# It's yorkshire day!!



## QueenOfGoths (Aug 1, 2009)

Today. It's Yorkshire Day. That is all!


----------



## DotCommunist (Aug 1, 2009)

Should we all be unbelievably rude and convince ourselfs that we are just being forthright and salt-of-the-earth then?

While also being proud of ignorance and skinflintish behaviour?


----------



## Pickman's model (Aug 1, 2009)

yorkshire yorkshire


----------



## 5t3IIa (Aug 1, 2009)

I _must_ locate a whippet this iinstant!


----------



## Pickman's model (Aug 1, 2009)

5t3IIa said:


> I _must_ locate a whippet this iinstant!



what the devil for?


----------



## QueenOfGoths (Aug 1, 2009)

DotCommunist said:


> Should we all be unbelievably rude and convince ourselfs that we are just being forthright and salt-of-the-earth then?
> 
> While also being proud of ignorance and skinflintish behaviour?

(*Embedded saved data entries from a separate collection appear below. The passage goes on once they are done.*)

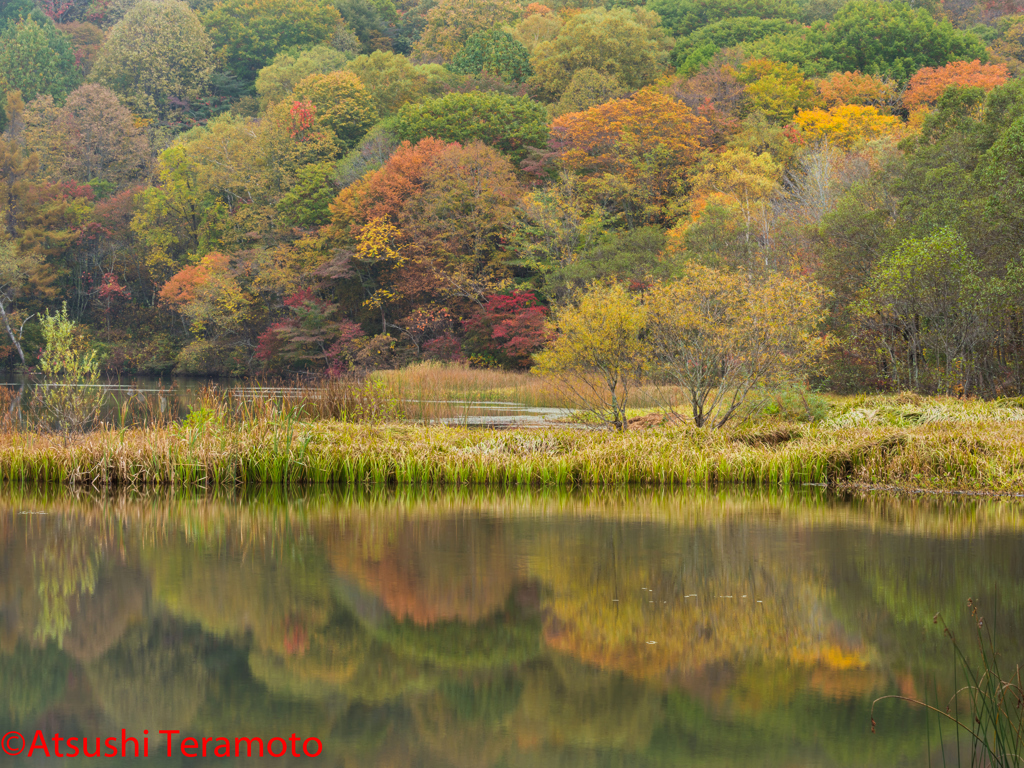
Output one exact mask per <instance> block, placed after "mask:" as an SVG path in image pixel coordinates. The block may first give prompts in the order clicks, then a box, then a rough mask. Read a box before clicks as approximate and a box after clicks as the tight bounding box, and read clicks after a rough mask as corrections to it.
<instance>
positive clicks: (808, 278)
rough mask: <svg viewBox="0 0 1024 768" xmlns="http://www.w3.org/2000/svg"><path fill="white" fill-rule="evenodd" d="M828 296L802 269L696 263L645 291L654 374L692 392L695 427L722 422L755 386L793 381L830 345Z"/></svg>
mask: <svg viewBox="0 0 1024 768" xmlns="http://www.w3.org/2000/svg"><path fill="white" fill-rule="evenodd" d="M826 297H827V291H826V290H825V289H823V288H821V287H820V286H818V285H817V284H816V283H814V281H812V280H811V279H810V278H807V276H804V275H802V274H797V273H794V274H782V273H778V272H775V273H771V274H768V275H758V276H757V278H756V279H755V278H754V276H753V275H751V274H746V273H744V272H739V271H735V272H729V271H724V270H720V269H714V268H711V267H707V266H700V265H698V264H694V263H690V264H688V265H687V266H686V268H685V270H684V272H683V275H682V278H681V280H679V281H676V282H673V283H665V284H658V285H654V286H653V287H652V288H651V289H650V291H648V293H647V296H646V301H645V304H646V306H645V309H646V334H645V341H646V344H648V345H649V348H650V354H651V356H652V371H651V373H652V375H653V376H655V377H657V378H658V379H662V380H665V381H670V382H673V383H675V384H677V385H678V386H680V387H682V388H683V389H684V390H685V391H686V393H687V398H688V400H689V403H690V408H691V410H692V415H693V423H694V424H696V426H698V427H703V426H714V427H722V426H724V425H725V424H726V422H728V421H729V419H731V418H732V417H733V416H735V415H736V413H737V411H738V410H739V409H740V408H741V407H742V406H743V403H744V402H746V401H748V399H749V397H750V395H751V394H752V393H753V392H754V391H756V390H758V389H760V388H765V387H771V386H776V385H778V384H779V383H782V382H785V381H788V380H792V379H794V378H795V377H797V376H798V375H799V374H800V373H801V372H802V369H804V368H805V367H807V366H808V365H809V364H810V362H811V361H812V360H813V359H814V358H815V356H816V355H818V354H819V353H820V352H821V351H822V350H824V348H825V347H826V346H827V344H828V343H829V339H828V338H827V337H826V336H824V335H823V334H818V333H816V329H817V327H818V325H819V324H820V323H821V321H822V319H823V318H824V315H825V306H824V303H825V299H826Z"/></svg>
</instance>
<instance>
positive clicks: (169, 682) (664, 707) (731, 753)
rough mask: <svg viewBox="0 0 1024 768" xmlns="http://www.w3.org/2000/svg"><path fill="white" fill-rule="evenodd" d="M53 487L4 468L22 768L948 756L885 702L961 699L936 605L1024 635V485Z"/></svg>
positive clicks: (959, 624) (806, 764) (9, 761)
mask: <svg viewBox="0 0 1024 768" xmlns="http://www.w3.org/2000/svg"><path fill="white" fill-rule="evenodd" d="M49 494H50V495H49V496H47V495H46V494H42V495H41V494H40V493H37V492H27V490H24V489H15V490H9V489H8V490H6V492H0V734H4V733H8V732H9V731H17V732H18V733H22V734H25V737H26V738H27V739H28V740H29V742H30V743H31V741H32V740H33V739H34V738H35V734H36V732H37V731H41V732H42V734H44V735H45V737H46V738H47V745H48V752H49V753H50V757H47V756H46V755H45V753H44V751H43V750H42V749H37V750H36V753H35V755H34V756H33V757H31V758H29V757H28V756H27V755H28V750H26V752H25V753H23V755H22V756H20V757H18V758H13V757H9V756H8V757H4V758H0V764H2V765H4V766H8V765H9V766H23V765H24V766H30V765H66V764H67V765H102V766H120V765H129V764H136V762H137V761H135V760H134V759H133V758H132V757H131V755H132V754H133V753H132V752H131V751H132V745H131V743H132V742H131V741H128V742H127V750H128V752H129V757H128V758H122V757H100V758H98V759H83V758H82V757H76V758H71V757H67V758H59V757H56V756H55V754H54V753H55V748H54V744H53V734H54V733H59V734H60V738H61V739H65V741H63V742H62V745H61V748H60V749H62V750H63V751H65V754H66V755H67V754H68V751H69V743H74V744H76V745H77V749H79V750H81V749H82V743H83V742H82V739H83V738H85V739H87V740H86V741H85V745H86V746H87V749H88V750H89V751H91V752H94V751H95V749H96V744H95V739H96V738H97V737H99V738H102V739H104V743H110V742H106V741H105V739H106V738H108V737H113V736H117V737H118V738H117V739H116V744H115V745H116V746H117V750H119V751H120V750H121V744H120V741H121V737H122V729H124V731H125V734H124V735H125V736H126V737H132V736H133V737H135V738H137V739H139V741H140V742H141V740H142V739H143V738H144V736H143V733H144V732H145V731H148V734H150V741H148V744H150V754H151V756H153V755H164V756H166V752H167V749H168V744H167V738H168V736H167V735H161V734H159V731H160V730H165V731H179V733H178V734H176V735H174V736H173V739H174V741H173V743H172V745H171V749H172V752H173V753H174V757H171V758H167V757H160V758H151V759H152V762H154V763H156V764H159V765H169V766H170V765H174V766H177V765H181V766H185V765H189V766H196V765H200V766H203V765H223V766H249V765H274V766H292V765H315V766H338V767H340V766H345V767H354V766H424V767H426V766H458V767H460V768H461V767H465V768H469V767H471V766H472V767H476V766H480V767H483V766H496V767H498V766H509V767H512V766H523V767H527V766H528V767H544V766H559V767H562V768H564V767H569V766H581V767H583V766H631V767H633V766H685V765H694V766H697V765H699V766H744V767H749V766H786V767H787V768H793V767H795V766H904V765H905V766H911V765H912V766H925V765H928V761H929V757H930V756H931V759H932V761H933V762H935V761H939V763H938V764H941V760H942V755H941V754H940V753H941V752H942V751H943V750H944V751H945V752H946V753H947V755H946V757H947V758H948V757H949V756H951V755H953V753H954V751H955V738H954V736H953V734H952V733H951V732H950V731H949V729H948V728H946V729H944V730H943V731H942V733H941V735H940V734H938V733H937V732H936V726H935V722H934V721H931V722H929V721H927V720H926V718H925V716H924V714H923V712H922V710H921V709H920V708H912V707H910V706H908V705H906V703H903V702H901V701H885V702H883V703H881V705H880V706H878V707H877V708H876V711H874V719H876V721H877V723H878V728H877V732H876V733H873V734H872V733H871V730H870V717H871V715H870V709H871V702H872V700H873V699H876V698H877V697H879V696H882V695H885V694H890V693H902V694H904V695H909V696H915V697H921V698H924V697H925V696H927V697H928V698H929V700H934V699H935V696H936V694H937V695H939V696H940V697H943V700H945V698H944V697H945V696H947V695H948V692H949V691H950V690H951V689H952V688H953V685H954V682H953V667H952V649H951V646H950V644H949V641H948V639H946V638H944V637H943V635H942V633H941V627H938V626H936V625H935V624H933V615H934V614H935V613H936V612H939V611H940V612H941V613H942V615H943V616H944V617H945V618H946V620H947V622H948V623H949V625H950V627H951V628H953V629H954V631H955V632H956V633H957V636H958V637H961V638H962V639H963V640H964V642H965V644H968V645H969V644H970V643H971V642H972V641H971V626H972V625H971V624H970V622H971V620H970V617H969V614H968V608H967V600H968V598H974V599H975V600H976V601H978V603H979V604H980V606H981V611H982V613H983V615H984V616H985V622H986V627H987V628H988V629H990V630H991V632H992V634H993V637H994V641H995V643H996V645H997V646H998V648H999V649H1000V651H1001V652H1002V653H1004V654H1005V655H1004V656H1002V659H1001V660H1002V662H1005V663H1006V665H1005V666H1006V667H1012V666H1013V663H1016V662H1019V660H1022V658H1021V657H1024V650H1022V643H1021V640H1020V638H1022V637H1024V514H1022V511H1021V507H1019V506H1015V505H1013V504H1010V503H1000V502H973V501H969V500H967V501H965V500H953V501H945V502H941V501H936V500H927V499H926V500H909V501H907V500H903V501H900V500H897V499H894V498H891V497H880V498H868V499H864V500H855V501H837V500H834V499H830V498H829V497H827V496H825V495H824V494H823V493H818V492H817V489H813V488H812V489H808V492H807V493H801V494H795V495H790V496H765V495H761V494H755V493H746V494H744V493H722V494H718V493H709V492H696V490H695V492H691V493H689V494H659V493H648V492H642V490H623V492H622V493H618V494H616V493H613V492H612V493H594V494H581V495H564V494H547V493H543V492H522V493H511V494H498V493H494V494H487V493H481V494H474V493H469V492H462V493H459V492H454V493H444V492H434V493H430V492H422V493H414V492H403V490H397V492H395V490H390V492H384V490H382V492H376V493H375V492H370V490H367V492H359V493H354V492H352V493H345V492H337V490H336V492H308V493H305V494H285V493H282V492H275V490H268V492H264V493H260V494H256V495H248V496H246V495H241V496H233V495H220V496H209V497H207V496H193V497H173V496H160V495H154V496H152V497H143V498H123V497H114V498H108V497H103V496H98V495H95V496H89V495H85V496H73V495H70V494H61V493H58V492H49ZM292 734H296V735H297V740H295V741H294V742H290V743H288V745H287V750H288V751H289V754H290V756H288V757H281V758H270V757H267V758H264V759H263V760H258V759H255V758H253V759H250V758H247V757H243V758H238V757H229V758H215V757H207V758H202V757H198V758H193V757H183V756H182V748H183V749H184V752H185V754H189V753H188V751H189V750H195V751H194V752H193V753H190V754H196V752H197V751H198V750H199V749H201V746H200V748H196V746H194V744H200V745H201V744H202V743H203V741H202V740H203V739H209V740H208V741H207V750H208V754H209V755H213V754H214V751H215V750H216V749H217V748H218V744H219V745H220V748H221V749H226V748H225V746H224V744H228V743H229V744H230V749H231V750H232V751H233V750H234V749H236V745H237V744H238V742H237V740H236V739H238V738H240V737H246V738H261V739H263V740H264V742H270V739H273V738H284V739H289V738H290V737H291V736H292ZM69 738H71V739H76V740H75V741H74V742H69V741H67V739H69ZM190 738H194V739H196V741H189V740H187V739H190ZM218 738H219V739H228V740H229V741H220V742H218V741H216V739H218ZM5 743H6V744H9V745H11V746H12V748H15V749H16V746H17V745H18V744H17V743H16V739H8V741H6V742H5ZM248 743H249V744H250V745H252V744H253V743H254V742H248ZM285 744H286V741H279V742H274V743H272V744H270V746H269V748H268V749H273V750H274V751H276V752H280V751H281V749H282V746H283V745H285ZM104 749H108V748H104ZM243 749H244V748H243ZM257 749H258V748H257ZM293 749H296V750H297V751H298V753H299V755H300V757H294V756H291V752H292V750H293ZM304 749H308V750H309V751H311V752H313V753H315V752H317V751H318V752H319V754H318V756H317V757H302V751H303V750H304Z"/></svg>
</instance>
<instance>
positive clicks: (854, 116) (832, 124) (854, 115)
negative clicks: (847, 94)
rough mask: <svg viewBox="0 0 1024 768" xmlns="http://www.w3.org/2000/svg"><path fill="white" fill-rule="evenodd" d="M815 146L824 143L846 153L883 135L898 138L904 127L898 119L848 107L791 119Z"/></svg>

Yes - while eating a pork pie. In batter.


----------



## 5t3IIa (Aug 1, 2009)

Pickman's model said:


> what the devil for?



Ickle tickle tickle ears  of course


----------



## Intastella (Aug 1, 2009)

QueenOfGoths said:


> Yes - while eating a pork pie. In batter.



Thought deep frying everything in batter was solely the preserve of the Scots?


----------



## DotCommunist (Aug 1, 2009)

Intastella said:


> Thought deep frying everything in batter was solely the preserve of the Scots?



Yorkshire folk are just semi-scots who can't blame the english for being fucked up


----------



## Intastella (Aug 1, 2009)

DotCommunist said:


> Yorkshire folk are just semi-scots who can't blame the english for being fucked up



No, they blame us white roses 

(I recently migrated over the Pennines as well  )


----------



## CyberRose (Aug 2, 2009)

Don't ya mean _West/North_ Yorkshire day if Look North or Calendar is owt to go by 

I live with a guy from Bolton and he just pissed himself when he saw pretty much every Yorkshire stereotype confirmed on the local news, what's wrong with celebrating the real Yorkshire not some _Heartbeat_ type crap that only exists in the most remote parts of North Yorkshire?


----------



## ericjarvis (Aug 2, 2009)

Aye, happen. Ey up, has tha gin't whipper it's walk mother?


----------



## lang rabbie (Aug 2, 2009)

Malcolm Barker in Friday's Yorkshire Post said:
			
		

> It is a good day to remember our lost Broad Acres, including the beautiful Trough of Bowland, Saddleworth, Sedbergh, the great eminence of Mickle Fell, the old ironstone mining area of Cleveland, and land to the south of the Tees right up to Barnard Castle and beyond. Even thus cruelly shorn, Yorkshire remains a great and wonderful county, one in which its sons and daughters may take pride.



Yorkshiremen, "undemonstrative"


----------



## mauvais (Aug 2, 2009)

Hey, you can celebrate winning the war. Oh, no, wait, I've looked it up on Wikipedia and we won 2-1. You  LOSERS.


----------